Don’t get Keegan DeWitt wrong. He genuinely loves “Thunder Clatter,” the song that’s brought his band Wild Cub so much attention. Everyone loves it. It’s an ecstatic, tropic cacophony about finding the right person exactly when you need to. DeWitt is grateful for the song, thrilled you are listening to it and hopes you sing along to it. It’s the rare song with Billie Holiday levels of emotional attachment, written through the joy of meeting his wife.
But “Thunder Clatter” and its aesthetic twin “Colour” are imperfect representations of what Wild Cub is about.
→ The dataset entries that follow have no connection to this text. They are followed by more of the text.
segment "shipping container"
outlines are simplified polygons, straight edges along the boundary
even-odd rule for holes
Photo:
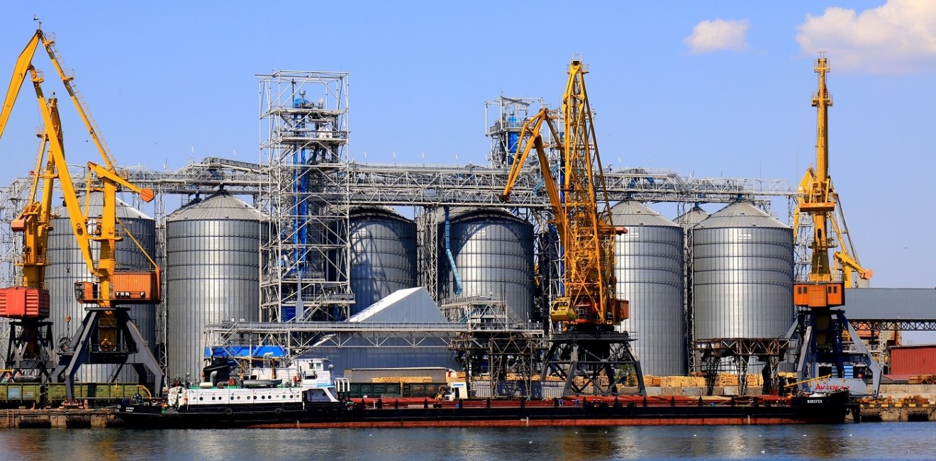
[[[890,373],[894,375],[936,374],[936,344],[890,348]]]

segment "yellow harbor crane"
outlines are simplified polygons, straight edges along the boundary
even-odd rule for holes
[[[85,128],[95,141],[98,153],[104,160],[104,165],[88,163],[88,188],[84,191],[86,206],[90,205],[90,197],[93,193],[101,193],[103,207],[100,216],[88,216],[87,212],[82,211],[80,204],[79,196],[65,158],[57,99],[55,97],[46,99],[41,89],[43,82],[41,73],[36,70],[32,65],[33,56],[40,43],[51,59],[59,78],[65,84]],[[37,361],[34,357],[37,349],[47,349],[48,336],[40,340],[37,335],[29,332],[34,328],[48,330],[48,322],[45,321],[45,319],[49,316],[49,292],[45,289],[44,273],[48,263],[46,252],[49,231],[51,230],[51,193],[53,182],[58,180],[66,208],[68,210],[72,233],[95,281],[76,282],[75,294],[78,301],[93,305],[93,306],[86,307],[85,318],[79,331],[72,337],[70,344],[58,350],[59,363],[51,379],[65,380],[67,383],[66,386],[67,396],[73,398],[75,374],[82,364],[100,363],[123,365],[129,364],[136,368],[141,382],[147,379],[147,372],[155,377],[154,385],[158,394],[162,383],[162,372],[139,331],[129,318],[127,308],[124,305],[159,302],[159,269],[135,239],[134,243],[153,265],[151,270],[133,272],[120,270],[117,267],[115,258],[116,244],[123,239],[117,230],[119,221],[116,216],[116,193],[118,189],[124,188],[139,194],[144,201],[152,201],[154,194],[150,189],[142,189],[134,186],[114,168],[107,147],[98,135],[96,126],[75,87],[73,77],[67,75],[63,69],[54,43],[54,39],[44,34],[41,29],[36,31],[17,59],[13,77],[10,80],[3,108],[0,110],[0,136],[2,136],[20,88],[22,86],[26,74],[30,74],[36,89],[44,129],[39,135],[41,141],[30,197],[22,213],[12,223],[13,230],[24,233],[23,257],[22,260],[19,262],[19,265],[22,267],[22,287],[4,289],[0,290],[0,297],[3,298],[7,310],[12,306],[16,311],[36,312],[36,314],[27,316],[30,317],[28,321],[27,319],[22,320],[26,323],[33,323],[23,324],[21,333],[13,335],[17,337],[22,337],[23,340],[18,344],[18,348],[15,348],[19,352],[10,350],[8,355],[12,357],[14,362],[12,364],[20,368],[30,364],[35,367],[44,367],[45,364],[50,361],[51,354],[48,352],[37,355],[41,360]],[[46,156],[47,147],[48,156]],[[43,163],[45,164],[44,168],[42,168]],[[40,180],[43,183],[42,197],[37,200],[36,195]],[[92,219],[89,220],[89,217]],[[127,235],[133,239],[129,232]],[[96,260],[93,256],[92,242],[96,242],[99,246]],[[23,290],[26,290],[25,296],[17,294],[23,292]],[[10,304],[11,301],[13,304]],[[0,315],[3,314],[0,313]],[[5,315],[5,317],[17,318],[9,315]],[[27,334],[22,333],[22,331]],[[37,342],[41,344],[37,344]],[[23,353],[23,350],[32,352]],[[27,356],[33,357],[30,364],[22,360]],[[18,364],[15,363],[17,360],[19,360]],[[10,364],[10,361],[11,359],[7,358],[7,364]],[[38,365],[39,362],[43,366]],[[50,378],[48,371],[42,371],[40,374]]]
[[[616,331],[628,317],[628,304],[615,295],[614,238],[626,230],[614,227],[607,216],[610,206],[585,89],[586,73],[581,60],[573,58],[563,96],[563,131],[556,129],[557,116],[546,108],[523,124],[501,199],[509,200],[531,149],[535,148],[563,255],[562,290],[549,305],[550,319],[560,322],[563,331],[550,339],[543,379],[548,375],[563,379],[567,394],[613,394],[627,374],[636,373],[643,393],[640,364],[629,347],[631,338]],[[561,152],[558,177],[550,172],[541,135],[544,125]]]
[[[814,70],[819,76],[819,89],[812,97],[817,112],[816,162],[799,183],[799,200],[793,219],[795,236],[798,236],[801,228],[806,228],[803,219],[812,221],[812,230],[809,239],[810,272],[805,279],[793,286],[793,301],[798,308],[794,325],[799,338],[798,380],[813,385],[811,378],[831,375],[847,382],[845,385],[853,393],[863,394],[864,380],[871,377],[876,393],[880,367],[848,323],[844,312],[833,308],[845,305],[846,288],[856,286],[858,279],[870,279],[872,273],[858,263],[828,172],[828,108],[832,106],[832,97],[826,87],[829,67],[825,53],[816,59]],[[838,250],[833,252],[836,247]],[[846,350],[843,336],[851,336],[856,352]]]

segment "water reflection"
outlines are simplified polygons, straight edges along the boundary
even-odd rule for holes
[[[936,423],[426,429],[0,431],[0,460],[929,459]]]

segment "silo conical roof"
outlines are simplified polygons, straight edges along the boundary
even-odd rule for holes
[[[615,226],[679,227],[655,210],[636,201],[625,201],[611,207],[611,224]]]
[[[79,204],[81,205],[81,211],[85,209],[85,195],[78,198]],[[116,199],[117,203],[117,217],[121,219],[153,219],[148,216],[145,213],[130,206],[127,202]],[[100,192],[91,193],[91,202],[88,203],[88,216],[89,217],[100,217],[101,209],[104,208],[104,195]],[[68,216],[68,209],[65,206],[60,206],[55,208],[55,215],[59,217],[70,217]]]
[[[222,191],[176,210],[166,220],[242,219],[259,221],[262,217],[263,215],[246,201]]]
[[[703,210],[698,205],[695,205],[693,206],[691,210],[677,216],[677,218],[673,219],[673,221],[685,229],[692,229],[695,227],[696,224],[706,220],[706,218],[709,216],[709,212]]]
[[[748,201],[736,201],[713,213],[695,229],[779,228],[789,229],[770,215]]]

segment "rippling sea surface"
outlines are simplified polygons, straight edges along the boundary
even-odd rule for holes
[[[936,423],[418,429],[10,429],[0,459],[936,459]]]

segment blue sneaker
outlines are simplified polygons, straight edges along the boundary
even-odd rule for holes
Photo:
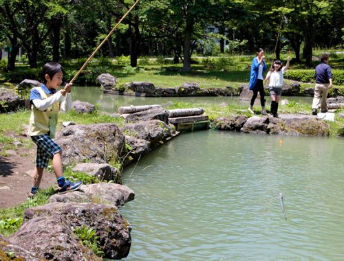
[[[65,194],[72,191],[77,190],[83,185],[83,181],[70,182],[66,180],[63,186],[58,187],[57,192],[58,194]]]
[[[32,187],[31,192],[29,193],[29,196],[28,196],[28,198],[33,198],[34,196],[39,192],[39,188],[38,187]]]

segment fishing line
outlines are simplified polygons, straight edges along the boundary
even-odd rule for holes
[[[129,14],[129,13],[135,8],[135,6],[138,4],[138,3],[140,1],[140,0],[136,0],[136,1],[134,3],[134,4],[130,8],[130,9],[125,14],[125,15],[120,19],[120,20],[118,21],[118,23],[116,23],[116,25],[112,28],[112,30],[110,31],[109,34],[104,38],[103,42],[100,43],[100,44],[98,46],[98,47],[96,48],[94,52],[91,54],[91,56],[88,58],[88,59],[85,62],[83,65],[81,67],[81,68],[78,71],[76,74],[73,77],[73,78],[70,80],[69,84],[73,83],[73,82],[76,79],[76,78],[78,76],[81,71],[83,70],[83,69],[86,67],[86,65],[89,63],[91,59],[94,56],[96,53],[100,49],[102,45],[107,41],[107,40],[110,37],[110,36],[114,32],[118,27],[120,25],[120,23],[125,19],[125,18]]]
[[[283,194],[279,193],[279,203],[281,204],[281,207],[282,208],[282,212],[284,215],[284,218],[287,220],[287,215],[286,214],[286,209],[284,209],[284,202],[283,200]]]

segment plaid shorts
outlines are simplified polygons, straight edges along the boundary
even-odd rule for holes
[[[47,168],[49,159],[52,159],[55,154],[62,151],[61,148],[54,142],[47,134],[31,136],[31,139],[37,145],[36,167]]]

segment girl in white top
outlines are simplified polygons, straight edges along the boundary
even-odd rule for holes
[[[271,96],[270,114],[275,117],[278,117],[277,110],[279,102],[282,94],[282,86],[283,82],[283,73],[289,68],[289,59],[288,56],[287,64],[282,67],[282,63],[276,60],[270,71],[266,75],[265,81],[269,80],[270,95]]]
The Nashville quintet is less about the pop energy off those two songs—the first two songs written and recorded in the band’s catalogue—and more about patient lo-fi electronica, looping simple, sparse melodies to build to dramatic finishes. Pick a song on the debut album Youth that isn’t “Thunder Clatter” or “Colour,” neither a picture of immediacy, and you’ll get something with far fewer hooks taking far longer to develop.
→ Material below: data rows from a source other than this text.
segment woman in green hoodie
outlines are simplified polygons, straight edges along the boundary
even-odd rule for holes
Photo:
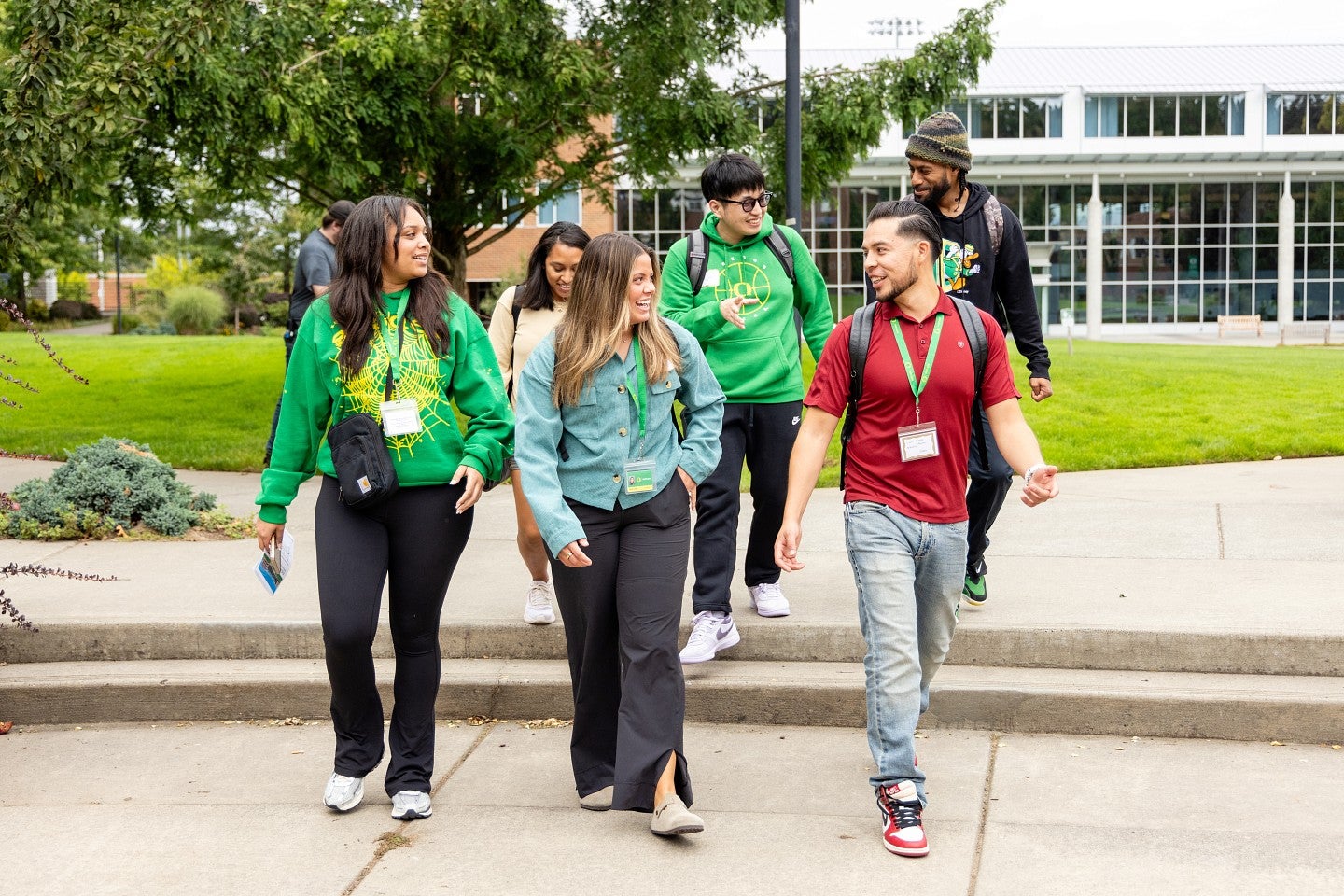
[[[348,811],[383,759],[383,705],[372,643],[383,583],[396,656],[386,789],[392,817],[430,814],[438,619],[472,531],[472,505],[512,450],[513,414],[489,337],[430,261],[425,211],[371,196],[345,222],[337,275],[304,316],[285,375],[257,541],[277,549],[298,486],[323,473],[317,595],[336,729],[323,802]],[[388,392],[391,392],[388,395]],[[465,438],[450,402],[466,418]],[[380,423],[401,489],[372,509],[341,500],[324,435],[352,414]]]

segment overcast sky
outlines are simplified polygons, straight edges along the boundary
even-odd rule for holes
[[[870,19],[922,19],[927,34],[969,5],[973,0],[802,0],[802,47],[891,47],[896,38],[868,34]],[[1265,0],[1008,0],[995,30],[1000,47],[1344,43],[1344,12],[1325,0],[1281,7]],[[902,35],[900,47],[917,40]],[[784,48],[784,31],[749,46]]]

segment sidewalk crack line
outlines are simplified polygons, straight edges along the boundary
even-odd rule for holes
[[[444,776],[438,779],[438,783],[430,785],[430,798],[438,795],[438,793],[448,785],[449,779],[457,774],[458,768],[466,764],[466,760],[472,758],[472,754],[476,752],[476,748],[481,746],[481,743],[491,735],[492,731],[495,731],[497,725],[499,723],[495,721],[481,725],[481,733],[476,735],[476,740],[472,742],[472,746],[468,747],[462,752],[462,755],[457,758],[457,762],[453,763],[452,768],[444,772]],[[406,830],[406,826],[410,823],[411,822],[409,821],[398,822],[395,827],[383,832],[379,840],[383,840],[388,834],[401,834],[401,832]],[[419,823],[423,825],[425,822],[422,821]],[[355,875],[355,880],[349,881],[349,885],[341,891],[340,896],[351,896],[351,893],[359,889],[359,885],[364,883],[364,879],[372,873],[372,870],[378,866],[378,862],[382,861],[383,856],[386,856],[388,852],[390,850],[387,849],[379,849],[375,846],[374,857],[368,860],[368,864],[364,865],[358,875]]]
[[[976,887],[980,883],[980,858],[985,852],[985,827],[989,823],[989,794],[995,789],[995,764],[999,760],[999,732],[989,735],[989,764],[985,768],[985,791],[980,797],[980,823],[976,826],[976,853],[970,858],[970,883],[966,885],[966,896],[976,896]]]
[[[1227,559],[1227,545],[1226,545],[1226,541],[1223,539],[1223,505],[1222,504],[1215,504],[1214,505],[1214,514],[1218,519],[1218,559],[1219,560],[1226,560]]]

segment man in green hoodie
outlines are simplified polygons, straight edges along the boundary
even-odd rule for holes
[[[741,641],[728,591],[738,556],[742,463],[755,508],[745,579],[751,609],[789,615],[774,564],[784,520],[789,453],[802,414],[801,337],[813,357],[835,326],[827,283],[797,232],[766,214],[761,167],[724,153],[700,173],[708,214],[663,267],[659,313],[700,341],[723,387],[719,466],[696,493],[695,623],[681,662],[704,662]],[[800,328],[801,321],[801,328]]]

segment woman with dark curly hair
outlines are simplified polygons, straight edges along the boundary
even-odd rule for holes
[[[355,207],[336,244],[339,273],[304,316],[257,504],[257,543],[278,549],[300,484],[317,498],[317,596],[336,729],[323,802],[349,811],[383,759],[372,643],[383,583],[396,672],[386,789],[392,818],[430,814],[438,619],[472,531],[472,505],[512,450],[513,414],[476,313],[434,270],[425,210],[401,196]],[[458,429],[452,403],[466,418]],[[349,415],[379,422],[399,488],[352,508],[323,437]]]
[[[527,279],[509,286],[495,304],[491,314],[491,344],[500,363],[500,376],[509,395],[513,384],[531,357],[532,349],[564,320],[574,271],[583,258],[589,235],[578,224],[556,222],[546,228],[527,259]],[[523,622],[551,625],[551,571],[547,566],[546,543],[536,528],[532,508],[523,497],[523,476],[517,461],[508,459],[509,478],[513,481],[513,509],[517,514],[517,552],[532,574],[523,603]]]

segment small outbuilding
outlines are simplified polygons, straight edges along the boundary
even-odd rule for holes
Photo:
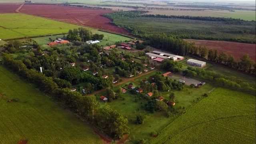
[[[143,92],[143,89],[142,89],[142,88],[139,88],[139,89],[136,90],[136,92],[137,92],[137,93],[141,93]]]
[[[162,74],[162,77],[166,77],[166,76],[169,76],[171,74],[172,74],[172,72],[166,72],[164,74]]]
[[[151,92],[150,92],[147,93],[146,94],[146,96],[148,97],[151,97],[151,96],[153,96],[153,93]]]
[[[162,101],[164,100],[164,98],[163,98],[162,96],[159,96],[159,97],[157,98],[156,99],[156,100],[158,101]]]
[[[108,100],[108,98],[103,96],[100,96],[100,100],[102,100],[102,102],[106,102],[106,101]]]

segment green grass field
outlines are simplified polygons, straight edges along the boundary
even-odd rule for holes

So ask DeWitt if he thinks that, in a time when TV audiences have begun to value slow-burning shows like “Mad Men,” they’ll begin to appreciate slow-burning songs like the mass of Youth.
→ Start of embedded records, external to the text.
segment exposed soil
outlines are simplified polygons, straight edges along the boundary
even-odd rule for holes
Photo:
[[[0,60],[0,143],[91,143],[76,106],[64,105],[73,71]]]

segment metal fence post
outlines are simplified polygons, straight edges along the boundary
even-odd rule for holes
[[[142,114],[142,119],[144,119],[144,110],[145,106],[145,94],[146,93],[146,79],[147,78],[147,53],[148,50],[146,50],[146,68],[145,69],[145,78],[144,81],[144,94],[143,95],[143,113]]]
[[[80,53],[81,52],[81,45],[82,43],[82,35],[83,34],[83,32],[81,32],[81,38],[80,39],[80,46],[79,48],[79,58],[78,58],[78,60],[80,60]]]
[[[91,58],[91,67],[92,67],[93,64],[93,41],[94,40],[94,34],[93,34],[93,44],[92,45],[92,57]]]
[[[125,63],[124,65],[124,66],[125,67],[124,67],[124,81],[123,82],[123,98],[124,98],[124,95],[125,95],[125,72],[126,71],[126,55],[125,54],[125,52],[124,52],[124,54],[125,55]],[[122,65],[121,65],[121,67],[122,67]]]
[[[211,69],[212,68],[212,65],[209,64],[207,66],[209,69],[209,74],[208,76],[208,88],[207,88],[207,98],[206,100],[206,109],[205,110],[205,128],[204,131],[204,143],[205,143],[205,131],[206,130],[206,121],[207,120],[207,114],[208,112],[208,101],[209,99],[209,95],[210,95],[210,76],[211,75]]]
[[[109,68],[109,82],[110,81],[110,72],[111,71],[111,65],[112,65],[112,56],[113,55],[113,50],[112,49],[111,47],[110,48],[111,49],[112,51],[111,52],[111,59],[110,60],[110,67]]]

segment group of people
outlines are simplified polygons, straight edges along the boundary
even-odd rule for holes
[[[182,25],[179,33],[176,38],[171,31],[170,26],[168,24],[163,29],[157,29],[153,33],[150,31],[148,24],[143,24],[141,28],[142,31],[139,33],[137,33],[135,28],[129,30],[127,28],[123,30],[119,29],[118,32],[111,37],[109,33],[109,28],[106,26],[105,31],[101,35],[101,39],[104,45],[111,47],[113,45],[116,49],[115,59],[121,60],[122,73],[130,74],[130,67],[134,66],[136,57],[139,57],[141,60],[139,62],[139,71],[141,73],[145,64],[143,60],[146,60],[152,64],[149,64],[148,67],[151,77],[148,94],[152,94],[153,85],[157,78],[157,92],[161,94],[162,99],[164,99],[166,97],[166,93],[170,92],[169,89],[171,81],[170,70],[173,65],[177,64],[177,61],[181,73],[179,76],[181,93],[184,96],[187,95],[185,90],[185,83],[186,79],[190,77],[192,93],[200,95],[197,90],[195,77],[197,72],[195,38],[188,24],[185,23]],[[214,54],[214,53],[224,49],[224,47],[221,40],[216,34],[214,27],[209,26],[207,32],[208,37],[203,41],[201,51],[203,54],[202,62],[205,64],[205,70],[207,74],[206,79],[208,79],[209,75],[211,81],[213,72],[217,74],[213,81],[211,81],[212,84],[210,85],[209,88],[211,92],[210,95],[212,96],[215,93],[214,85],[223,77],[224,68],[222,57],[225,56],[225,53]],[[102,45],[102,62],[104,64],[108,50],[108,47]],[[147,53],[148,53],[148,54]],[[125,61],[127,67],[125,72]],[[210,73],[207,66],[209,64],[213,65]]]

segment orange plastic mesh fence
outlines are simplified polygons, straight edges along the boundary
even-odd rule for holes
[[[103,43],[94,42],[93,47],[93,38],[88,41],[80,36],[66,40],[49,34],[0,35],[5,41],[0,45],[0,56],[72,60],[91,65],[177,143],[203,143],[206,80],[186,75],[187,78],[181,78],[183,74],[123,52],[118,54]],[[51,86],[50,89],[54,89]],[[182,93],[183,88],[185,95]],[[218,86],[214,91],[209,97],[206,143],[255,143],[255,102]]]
“You’re asking me at a really cynical time of my life because we’re in the middle of pushing ‘Thunder Clatter’ to the radio,” he says.
Wild Cub is not “Thunder Clatter.” But the story of Wild Cub is the story of “Thunder Clatter.”
“I had started writing ‘Colour’ and ‘Thunder Clatter’ when I was still soldiering around the world as a singer-songwriter,” DeWitt says. “But I realized they were a great way to signal in what I wanted to do, transition into making songs with a band. We recorded them with the mentality, ‘I wonder what that’s going to be like.’ And then we moved on to ‘Huh, that’s really compelling. What’s next?’”
What’s next turned out to be quieter, filled with intimate moments contrasting with the first two songs’ huge ones. “Thunder Clatter” and “Colour” came so early in the process, the band argued over including them on the album as poppy outliers to Youth’s more challenging bulk. Ultimately they included the two because they were outliers. DeWitt wanted an album of balance and contrast.
“I don’t think that ‘Streetlights’ would be able to be the special moment that it is at the end of the record—so quiet and sparse—without having a record that begins with these big, bright, chaotic things,” said DeWitt. “I feel like those songs do a lot of the work for you. They earn you the other songs.”
Including two concise, accessible songs would earn an album enough replays to digest the five-minute, hookless “Straight No Turns” and more.
At least, that’s what Wild Cub believes. For a band that wants to make slow-building music while appealing to a wide audience, accessibility is a matter of proportion. “Thunder Clatter” might be so easily digestible that it was nearly dropped from the album, but it might also be too conventionally difficult to swallow to receive the kind of airplay DeWitt thinks it deserves. Industry insiders regularly tell DeWitt that the only thing holding back reasonable hit “Thunder Clatter” from utter domination is that it takes too long to get to the big payoff in the song’s final lines. Why not just make the conclusion into a chorus, repeat it over and over and make all gratification instant?
“I’ve had that idea pitched to me by five different record labels and five different radio people,” DeWitt said. “I feel like you fundamentally rob it of what’s important. Things have more value when they’re withheld from you. Miles Davis made a career out of not playing notes and that being what is so incredible about it. LCD Soundsystem perfected it to an art. It creates this transcendent artistic experience because it asks people to wait and believe in the song—to be a part of an experience that’s larger than themselves.
“I’m sure a cynical listener will listen to ‘Straight No Turns’ and say it sounds like there’s only half an idea,” he continued. “But it asks something different from them. It’s about a mood. It has a couple of little hooks in it, and it’s about the repetition and being along for the ride.”
And are audiences growing to appreciate the virtue of delayed gratification in music the same way they grew to like it on television? DeWitt is cynical…now. But, as he says, songs like “Thunder Clatter” earn the rest of an album a listen. Just wait until they hear the rest of Youth.
Wild Cub play Summerfest’s U.S. Cellular Connection Stage at 8 p.m. on Friday, June 27.